Io_error with 'Success' context in Pengines

I’m using: swipl:8.4.2 (Docker, Linux host, k8s cluster)

I’m getting an odd error when passing certain addresses as src_url to Pengines. It’s an io_error with 'Success' as the context. It seems to happen randomly, about 50% chance for me, with the other requests succeeding as normal. It only happens with HTTP URLs on the local network. It seems that HTTPS URLs on the public internet are fine.

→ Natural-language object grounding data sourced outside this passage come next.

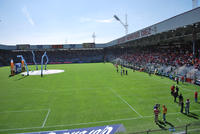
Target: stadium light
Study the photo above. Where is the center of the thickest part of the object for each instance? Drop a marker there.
(125, 25)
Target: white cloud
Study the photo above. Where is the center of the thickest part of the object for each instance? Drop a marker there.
(26, 13)
(105, 20)
(85, 19)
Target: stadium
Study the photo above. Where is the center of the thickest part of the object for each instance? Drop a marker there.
(114, 87)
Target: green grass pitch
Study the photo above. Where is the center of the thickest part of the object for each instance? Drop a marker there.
(88, 95)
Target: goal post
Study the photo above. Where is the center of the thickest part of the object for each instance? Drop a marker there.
(47, 60)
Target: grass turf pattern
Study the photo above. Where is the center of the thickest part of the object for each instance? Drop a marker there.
(87, 95)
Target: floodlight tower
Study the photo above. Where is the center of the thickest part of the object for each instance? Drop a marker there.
(125, 25)
(93, 36)
(194, 3)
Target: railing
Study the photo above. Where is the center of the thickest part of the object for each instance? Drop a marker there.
(192, 128)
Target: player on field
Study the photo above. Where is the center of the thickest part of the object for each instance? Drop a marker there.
(187, 106)
(180, 99)
(195, 96)
(175, 95)
(172, 89)
(164, 113)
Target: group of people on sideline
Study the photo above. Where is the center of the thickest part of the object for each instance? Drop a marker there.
(175, 94)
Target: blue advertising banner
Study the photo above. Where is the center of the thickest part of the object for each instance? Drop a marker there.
(109, 129)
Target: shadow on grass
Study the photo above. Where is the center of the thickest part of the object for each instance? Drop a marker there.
(169, 124)
(192, 115)
(161, 125)
(22, 78)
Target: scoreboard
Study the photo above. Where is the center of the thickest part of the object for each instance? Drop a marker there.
(57, 46)
(23, 46)
(88, 45)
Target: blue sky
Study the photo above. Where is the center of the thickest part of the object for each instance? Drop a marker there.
(74, 21)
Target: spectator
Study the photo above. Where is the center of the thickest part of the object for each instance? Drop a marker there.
(187, 106)
(196, 96)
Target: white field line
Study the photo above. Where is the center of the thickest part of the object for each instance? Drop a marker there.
(186, 89)
(49, 110)
(77, 124)
(125, 102)
(178, 119)
(23, 111)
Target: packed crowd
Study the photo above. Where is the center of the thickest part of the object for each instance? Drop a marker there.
(176, 56)
(56, 56)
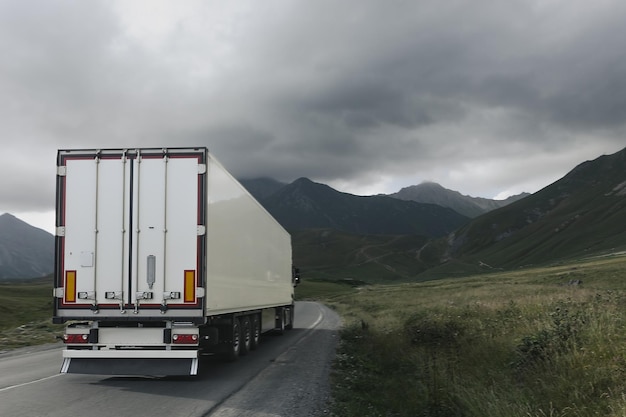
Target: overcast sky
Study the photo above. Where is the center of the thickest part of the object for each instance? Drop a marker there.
(486, 97)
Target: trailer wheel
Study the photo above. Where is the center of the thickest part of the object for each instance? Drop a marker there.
(255, 326)
(246, 336)
(291, 313)
(235, 342)
(281, 316)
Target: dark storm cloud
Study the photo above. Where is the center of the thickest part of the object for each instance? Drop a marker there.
(369, 95)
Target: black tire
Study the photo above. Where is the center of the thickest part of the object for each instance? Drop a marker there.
(235, 342)
(291, 316)
(255, 327)
(246, 336)
(280, 320)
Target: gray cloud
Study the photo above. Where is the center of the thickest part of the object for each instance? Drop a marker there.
(366, 95)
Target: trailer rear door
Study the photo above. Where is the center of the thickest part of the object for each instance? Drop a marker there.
(130, 233)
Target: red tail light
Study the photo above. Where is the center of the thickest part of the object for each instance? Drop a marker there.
(75, 338)
(185, 339)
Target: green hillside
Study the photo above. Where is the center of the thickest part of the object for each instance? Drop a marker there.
(581, 214)
(331, 255)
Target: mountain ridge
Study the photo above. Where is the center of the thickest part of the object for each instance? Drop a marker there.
(25, 251)
(434, 193)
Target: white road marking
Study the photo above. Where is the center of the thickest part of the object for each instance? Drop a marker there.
(29, 383)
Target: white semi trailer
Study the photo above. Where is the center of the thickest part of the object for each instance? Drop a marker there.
(161, 257)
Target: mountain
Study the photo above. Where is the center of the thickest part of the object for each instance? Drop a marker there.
(261, 188)
(25, 251)
(581, 214)
(305, 204)
(433, 193)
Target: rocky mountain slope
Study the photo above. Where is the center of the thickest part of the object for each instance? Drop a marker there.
(579, 215)
(25, 251)
(305, 204)
(433, 193)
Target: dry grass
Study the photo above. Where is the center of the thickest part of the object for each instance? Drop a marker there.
(522, 343)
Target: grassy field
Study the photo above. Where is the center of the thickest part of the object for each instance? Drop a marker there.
(536, 342)
(26, 314)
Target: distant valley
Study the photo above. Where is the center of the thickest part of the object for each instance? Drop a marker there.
(421, 232)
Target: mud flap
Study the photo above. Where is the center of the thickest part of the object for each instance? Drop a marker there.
(131, 366)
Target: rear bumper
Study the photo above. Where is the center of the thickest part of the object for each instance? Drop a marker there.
(130, 362)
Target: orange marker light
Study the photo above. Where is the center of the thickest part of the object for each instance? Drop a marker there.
(190, 286)
(70, 286)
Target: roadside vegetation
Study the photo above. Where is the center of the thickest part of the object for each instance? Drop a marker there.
(534, 342)
(537, 342)
(26, 314)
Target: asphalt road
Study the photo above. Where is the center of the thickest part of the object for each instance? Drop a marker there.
(286, 376)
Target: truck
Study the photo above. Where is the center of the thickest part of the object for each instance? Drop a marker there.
(163, 257)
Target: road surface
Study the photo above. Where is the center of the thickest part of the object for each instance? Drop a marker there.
(286, 376)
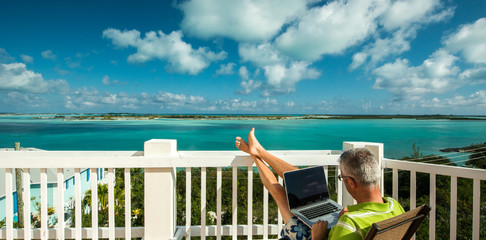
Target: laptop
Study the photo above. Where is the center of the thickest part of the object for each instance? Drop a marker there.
(308, 196)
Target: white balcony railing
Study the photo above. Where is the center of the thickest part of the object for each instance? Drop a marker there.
(160, 159)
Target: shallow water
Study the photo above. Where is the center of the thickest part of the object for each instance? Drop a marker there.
(398, 135)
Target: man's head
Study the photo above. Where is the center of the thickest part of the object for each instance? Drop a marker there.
(361, 166)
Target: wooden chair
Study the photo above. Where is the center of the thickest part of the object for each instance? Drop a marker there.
(402, 226)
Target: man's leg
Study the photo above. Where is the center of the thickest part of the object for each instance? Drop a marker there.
(274, 188)
(254, 148)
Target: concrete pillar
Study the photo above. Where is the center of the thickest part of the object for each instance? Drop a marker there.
(160, 192)
(377, 150)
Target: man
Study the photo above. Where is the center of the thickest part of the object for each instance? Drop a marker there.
(360, 174)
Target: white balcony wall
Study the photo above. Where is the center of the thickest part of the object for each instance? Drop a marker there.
(159, 161)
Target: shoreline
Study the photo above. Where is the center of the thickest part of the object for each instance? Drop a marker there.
(129, 116)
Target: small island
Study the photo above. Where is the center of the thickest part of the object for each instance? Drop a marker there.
(135, 116)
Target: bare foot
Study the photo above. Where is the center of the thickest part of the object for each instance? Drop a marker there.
(319, 230)
(242, 145)
(255, 149)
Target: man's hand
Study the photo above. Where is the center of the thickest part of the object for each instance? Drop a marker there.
(319, 230)
(344, 211)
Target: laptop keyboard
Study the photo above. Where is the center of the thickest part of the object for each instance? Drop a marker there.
(319, 210)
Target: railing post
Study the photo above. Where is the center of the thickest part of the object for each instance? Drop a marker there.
(377, 150)
(160, 192)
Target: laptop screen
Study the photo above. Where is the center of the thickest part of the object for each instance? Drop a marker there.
(306, 186)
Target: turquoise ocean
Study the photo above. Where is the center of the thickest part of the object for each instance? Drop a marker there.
(398, 135)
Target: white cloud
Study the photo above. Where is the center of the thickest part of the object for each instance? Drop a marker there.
(181, 57)
(91, 98)
(16, 77)
(48, 54)
(282, 78)
(403, 13)
(438, 74)
(281, 72)
(397, 26)
(247, 20)
(25, 100)
(330, 29)
(177, 100)
(474, 76)
(108, 82)
(27, 58)
(236, 105)
(244, 74)
(475, 103)
(384, 47)
(470, 41)
(226, 69)
(5, 57)
(260, 54)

error(io_error(read,'<stream>(0x562a20ed6000)'),context(system:read_string/3,'Success'))

I’m calling Pengines like such:

pengine_rpc('http://pengines-service:4242/', member(X,[1,2]), [src_url('http://foo-service.bar-dev.svc.cluster.local:8000/internal/script/')]).

However, requests using a public HTTPS URL work properly. Attaching to the toplevel and running http_open/3 had no trouble obtaining the script with either HTTP or HTTPS so I’m led to believe this might be a Pengines or threading-specific thing. My pengines setup is a minimal, mostly default setup that looks like this.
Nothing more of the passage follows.